Cosmologists believe that the universe was created approximately 12 to 15 billion years ago in an enormous explosion called the Big Bang. The intense heat that filled the embryonic universe is still detectable today as a faint glow of microwave radiation that is visible in all directions. This radiation is known as the cosmic microwave background (CMB). Whatever structures were present in the very early universe would leave their mark imprinted as a very faint pattern of variations in brightness in the CMB.
The CMB was first discovered by a ground-based radio telescope in 1965. Within a few years, Russian and American theorists had independently predicted that the size and amplitude of structures that formed in the early universe would form what mathematicians call a "harmonic series" of structure imprinted on the CMB. Just as the difference in harmonic content allows us to distinguish between a piano and a trumpet playing the same note, so the details of the harmonic content imprinted in the CMB allow us to understand the detailed nature of the universe.
Detection of the predicted features was well beyond the technology available at the time. It was not until 1991 that NASA's COBE (Cosmic Background Explorer) satellite discovered the first evidence for structures of any sort in the CMB.
The BOOMERANG images are the first to bring the CMB into sharp focus. The images reveal hundreds of complex regions that are visible as tiny variations—typically only 100 millionths of a degree (0.0001 C)—in the temperature of the CMB. The new results, released today, show the first evidence for a harmonic series of angular scales on which structure is most pronounced.
The images obtained cover about 3 percent of the sky, generating so much data that new methods had to be invented before it could be thoroughly analyzed. The new analysis provides the most precise measurement to date of several of the parameters which cosmologists use to describe the universe.
The BOOMERANG team plans another campaign to the Antarctic in the near future, this time to map even fainter images encoded in the polarization of the CMB. Though extremely difficult, the scientific payoff of such measurements "promises to be enormous," maintains the U.S team leader of the new effort, John Ruhl, of the University of California at Santa Barbara. "By imaging the polarization, we may be able to look right back to the inflationary epoch itself—right back to the very beginning of time."

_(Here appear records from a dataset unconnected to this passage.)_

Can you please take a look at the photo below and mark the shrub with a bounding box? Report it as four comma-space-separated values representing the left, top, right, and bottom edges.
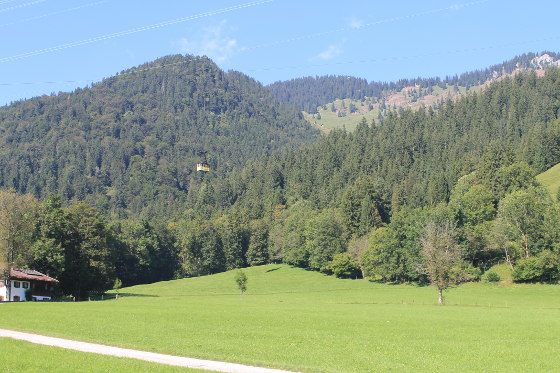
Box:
484, 271, 501, 282
324, 253, 361, 278
512, 250, 560, 283
449, 261, 481, 283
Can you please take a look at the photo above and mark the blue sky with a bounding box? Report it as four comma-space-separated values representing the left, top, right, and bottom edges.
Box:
0, 0, 560, 105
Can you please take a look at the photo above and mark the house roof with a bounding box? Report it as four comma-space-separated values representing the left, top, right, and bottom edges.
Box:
10, 268, 58, 282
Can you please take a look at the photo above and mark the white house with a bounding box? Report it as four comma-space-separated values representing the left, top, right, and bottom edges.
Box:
0, 268, 58, 302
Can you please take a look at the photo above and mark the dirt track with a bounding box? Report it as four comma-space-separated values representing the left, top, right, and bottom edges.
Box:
0, 329, 298, 373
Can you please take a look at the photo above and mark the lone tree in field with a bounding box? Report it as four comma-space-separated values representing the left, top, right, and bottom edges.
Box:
235, 271, 247, 298
420, 222, 462, 306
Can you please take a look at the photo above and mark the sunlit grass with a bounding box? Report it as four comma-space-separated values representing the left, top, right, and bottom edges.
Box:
0, 265, 560, 372
0, 338, 208, 373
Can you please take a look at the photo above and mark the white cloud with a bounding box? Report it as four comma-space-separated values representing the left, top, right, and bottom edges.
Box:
317, 45, 342, 60
348, 18, 364, 29
177, 21, 237, 62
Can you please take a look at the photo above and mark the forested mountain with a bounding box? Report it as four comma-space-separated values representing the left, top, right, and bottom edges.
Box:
171, 69, 560, 282
0, 55, 317, 218
267, 52, 560, 113
0, 56, 560, 298
198, 69, 560, 217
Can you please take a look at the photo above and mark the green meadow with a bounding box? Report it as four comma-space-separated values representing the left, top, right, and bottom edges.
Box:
0, 338, 208, 373
0, 265, 560, 372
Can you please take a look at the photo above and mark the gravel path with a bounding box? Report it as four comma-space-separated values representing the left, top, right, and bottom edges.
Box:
0, 329, 300, 373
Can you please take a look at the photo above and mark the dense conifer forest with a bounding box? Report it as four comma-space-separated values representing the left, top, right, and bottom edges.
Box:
267, 52, 560, 113
0, 55, 560, 297
0, 56, 317, 219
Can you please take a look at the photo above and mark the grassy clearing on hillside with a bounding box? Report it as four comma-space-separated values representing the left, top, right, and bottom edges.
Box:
537, 163, 560, 199
0, 338, 201, 373
0, 265, 560, 372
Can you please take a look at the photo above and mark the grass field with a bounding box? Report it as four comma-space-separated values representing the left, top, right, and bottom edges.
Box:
537, 164, 560, 199
0, 338, 208, 373
0, 265, 560, 372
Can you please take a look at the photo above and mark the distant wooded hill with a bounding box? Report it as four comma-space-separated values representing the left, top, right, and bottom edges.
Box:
267, 52, 560, 113
0, 55, 318, 218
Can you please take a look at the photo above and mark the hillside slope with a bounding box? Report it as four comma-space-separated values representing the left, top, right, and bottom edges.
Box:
267, 52, 560, 132
0, 55, 317, 217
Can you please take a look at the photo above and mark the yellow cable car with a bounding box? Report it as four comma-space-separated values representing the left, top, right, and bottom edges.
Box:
196, 150, 210, 172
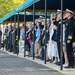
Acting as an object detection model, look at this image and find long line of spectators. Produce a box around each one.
[2,9,75,68]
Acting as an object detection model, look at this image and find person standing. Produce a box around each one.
[0,29,2,49]
[63,9,74,68]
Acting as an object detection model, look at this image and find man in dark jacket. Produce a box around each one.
[64,9,74,67]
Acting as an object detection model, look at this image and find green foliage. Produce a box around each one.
[0,0,25,18]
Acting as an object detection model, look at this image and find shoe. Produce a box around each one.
[55,62,60,66]
[63,64,69,68]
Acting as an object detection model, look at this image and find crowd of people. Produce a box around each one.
[1,9,75,68]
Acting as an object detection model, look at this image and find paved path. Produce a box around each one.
[0,51,67,75]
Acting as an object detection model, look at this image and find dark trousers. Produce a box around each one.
[66,42,74,66]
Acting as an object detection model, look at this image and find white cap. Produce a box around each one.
[39,16,44,19]
[57,9,61,13]
[38,19,41,22]
[66,9,74,14]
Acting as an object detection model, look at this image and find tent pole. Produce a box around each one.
[33,3,35,60]
[24,9,26,57]
[60,0,63,70]
[44,0,47,64]
[17,12,19,55]
[6,20,8,51]
[3,22,4,50]
[14,15,16,53]
[10,17,12,52]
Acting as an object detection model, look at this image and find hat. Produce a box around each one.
[39,16,44,19]
[57,9,61,14]
[66,9,74,14]
[37,19,41,22]
[51,12,56,15]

Data from the MAXIMA project is also being presented at the American Physical Society meeting, along with data from the CBI, which is also a National Science Foundation-supported mission. The CBI investigators, led by Caltech astronomy professor Tony Readhead, reported early results in the March 1 issue of the Astrophysical Journal. These results were in agreement with the finding of the other projects.

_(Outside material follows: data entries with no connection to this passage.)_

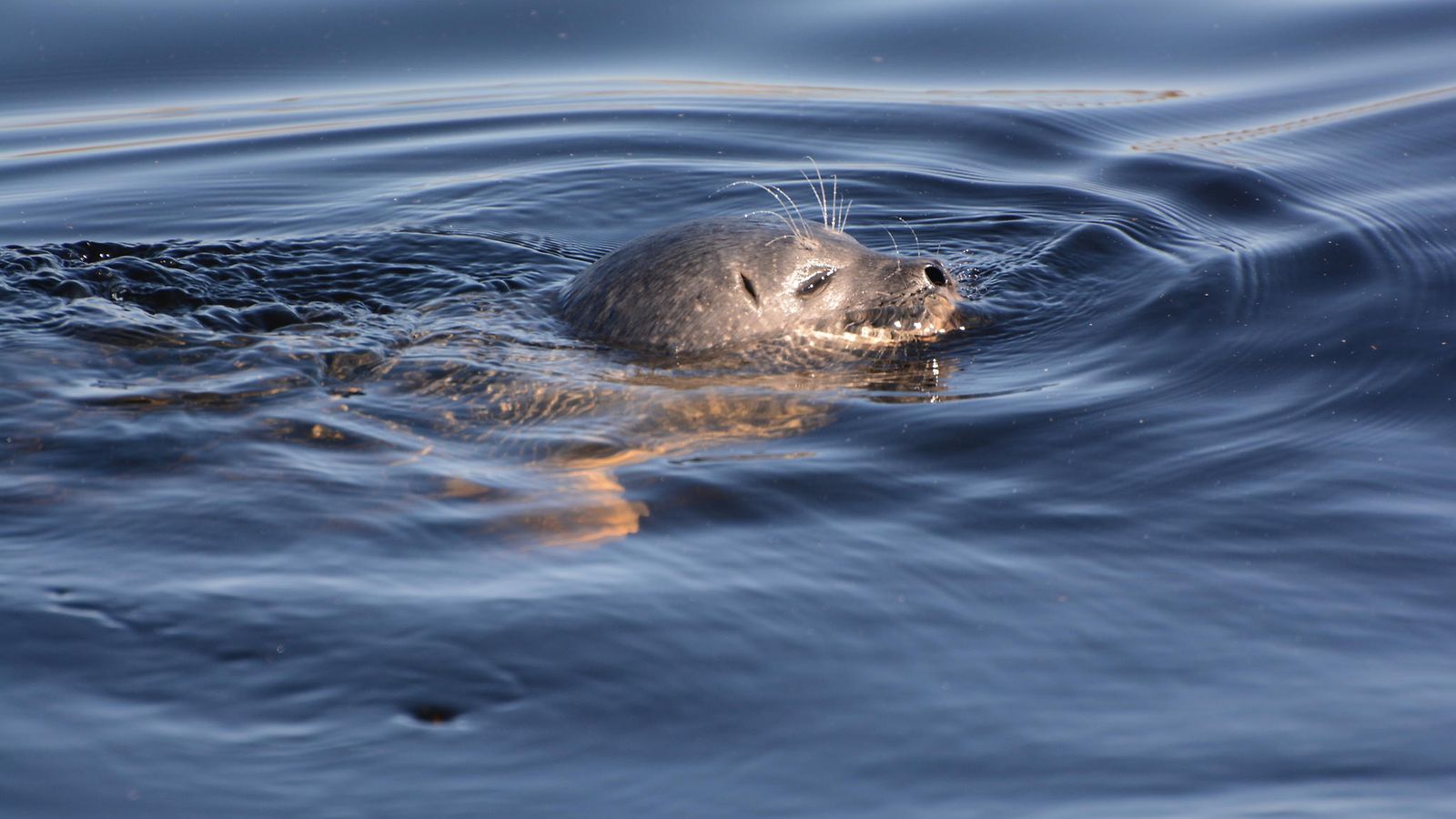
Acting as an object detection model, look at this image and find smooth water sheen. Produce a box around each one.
[0,0,1456,817]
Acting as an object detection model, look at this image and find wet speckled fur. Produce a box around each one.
[561,216,959,353]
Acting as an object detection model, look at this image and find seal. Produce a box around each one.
[559,211,966,354]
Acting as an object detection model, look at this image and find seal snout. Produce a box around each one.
[925,262,951,287]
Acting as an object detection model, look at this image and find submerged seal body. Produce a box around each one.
[559,216,963,354]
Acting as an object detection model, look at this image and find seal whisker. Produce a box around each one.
[754,182,810,236]
[744,210,799,241]
[830,174,839,230]
[719,179,808,239]
[804,156,839,230]
[799,170,828,228]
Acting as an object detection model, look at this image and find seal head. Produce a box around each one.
[561,217,963,353]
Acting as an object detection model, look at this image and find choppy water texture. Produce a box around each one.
[0,2,1456,817]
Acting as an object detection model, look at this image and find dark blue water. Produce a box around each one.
[0,0,1456,817]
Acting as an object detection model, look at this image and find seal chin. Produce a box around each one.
[814,290,971,346]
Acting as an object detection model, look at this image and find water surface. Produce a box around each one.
[0,0,1456,817]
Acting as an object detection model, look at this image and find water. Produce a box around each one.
[0,0,1456,817]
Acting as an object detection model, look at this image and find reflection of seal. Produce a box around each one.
[561,216,963,353]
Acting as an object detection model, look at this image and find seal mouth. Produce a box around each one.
[815,290,971,344]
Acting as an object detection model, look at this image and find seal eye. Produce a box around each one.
[799,267,837,296]
[738,272,759,308]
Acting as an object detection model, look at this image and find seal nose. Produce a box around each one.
[925,264,951,287]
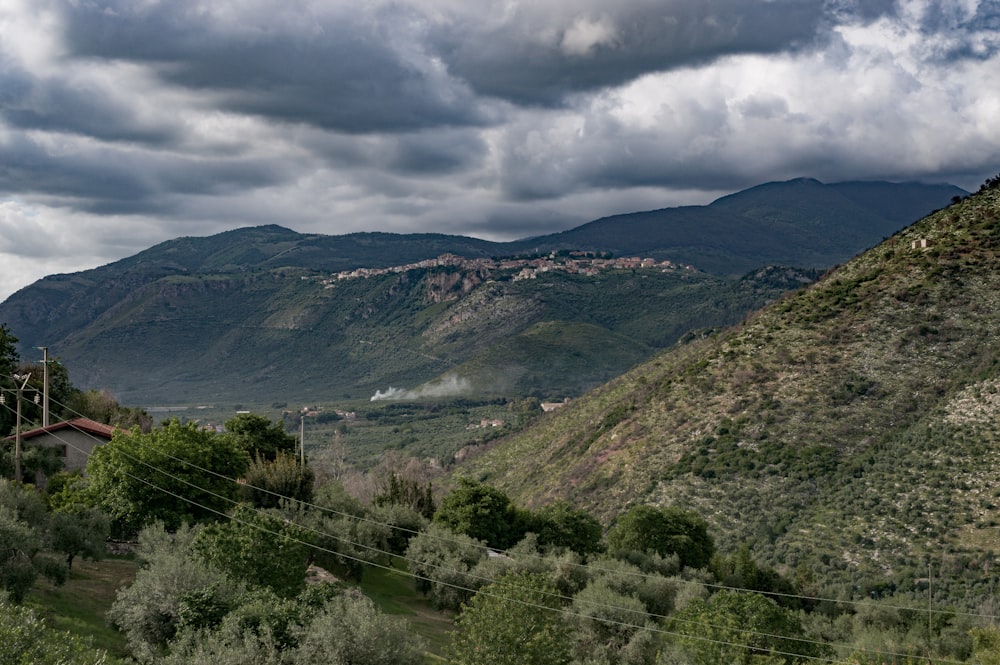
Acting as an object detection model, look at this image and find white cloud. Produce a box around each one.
[0,0,1000,297]
[560,15,618,56]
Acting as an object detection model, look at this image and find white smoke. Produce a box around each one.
[371,374,472,402]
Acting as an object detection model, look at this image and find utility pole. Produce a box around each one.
[35,346,49,427]
[299,411,306,466]
[14,372,31,485]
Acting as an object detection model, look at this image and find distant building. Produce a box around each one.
[5,418,116,487]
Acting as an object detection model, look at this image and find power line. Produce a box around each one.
[8,384,1000,621]
[7,416,944,665]
[1,392,989,663]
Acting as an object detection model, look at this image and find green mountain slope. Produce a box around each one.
[518,178,967,275]
[459,182,1000,604]
[0,180,963,403]
[23,267,808,403]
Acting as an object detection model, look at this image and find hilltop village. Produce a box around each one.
[322,252,695,288]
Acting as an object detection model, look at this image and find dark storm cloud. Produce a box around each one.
[0,135,283,214]
[921,0,1000,63]
[0,0,1000,297]
[436,0,826,105]
[0,52,180,145]
[56,0,485,132]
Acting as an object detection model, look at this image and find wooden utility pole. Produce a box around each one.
[14,372,31,485]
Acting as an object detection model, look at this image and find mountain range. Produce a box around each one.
[455,179,1000,614]
[0,179,967,404]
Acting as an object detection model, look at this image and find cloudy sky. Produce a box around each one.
[0,0,1000,299]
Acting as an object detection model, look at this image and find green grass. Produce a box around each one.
[361,568,454,662]
[26,558,138,658]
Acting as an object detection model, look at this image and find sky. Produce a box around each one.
[0,0,1000,300]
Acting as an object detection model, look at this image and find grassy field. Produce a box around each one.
[26,558,452,663]
[361,568,454,662]
[26,558,138,658]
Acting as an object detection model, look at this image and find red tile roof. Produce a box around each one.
[7,418,119,440]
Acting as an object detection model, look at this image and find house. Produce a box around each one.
[6,418,116,486]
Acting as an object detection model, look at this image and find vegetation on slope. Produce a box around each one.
[461,188,1000,602]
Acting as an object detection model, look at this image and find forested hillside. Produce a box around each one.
[458,181,1000,606]
[0,179,964,404]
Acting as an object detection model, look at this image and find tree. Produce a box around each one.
[434,478,526,549]
[243,450,315,508]
[406,522,486,610]
[0,323,18,437]
[670,590,831,665]
[607,505,715,568]
[192,504,310,597]
[0,480,68,603]
[449,572,571,665]
[532,501,604,556]
[0,596,108,665]
[87,420,248,529]
[372,472,436,519]
[288,594,425,665]
[224,413,295,460]
[108,523,246,655]
[49,506,111,568]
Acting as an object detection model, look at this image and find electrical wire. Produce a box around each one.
[7,416,944,665]
[7,386,1000,632]
[0,396,972,662]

The 36 BOOMERANG team members come from 16 universities and organizations in Canada, Italy, the United Kingdom, and the United States. Primary support for BOOMERANG comes from the Italian Space Agency, Italian Antarctic Research Programme, and the University of Rome "La Sapienza" in Italy; from the Particle Physics and Astronomy Research Council in the United Kingdom; and from the National Science Foundation and NASA in the United States.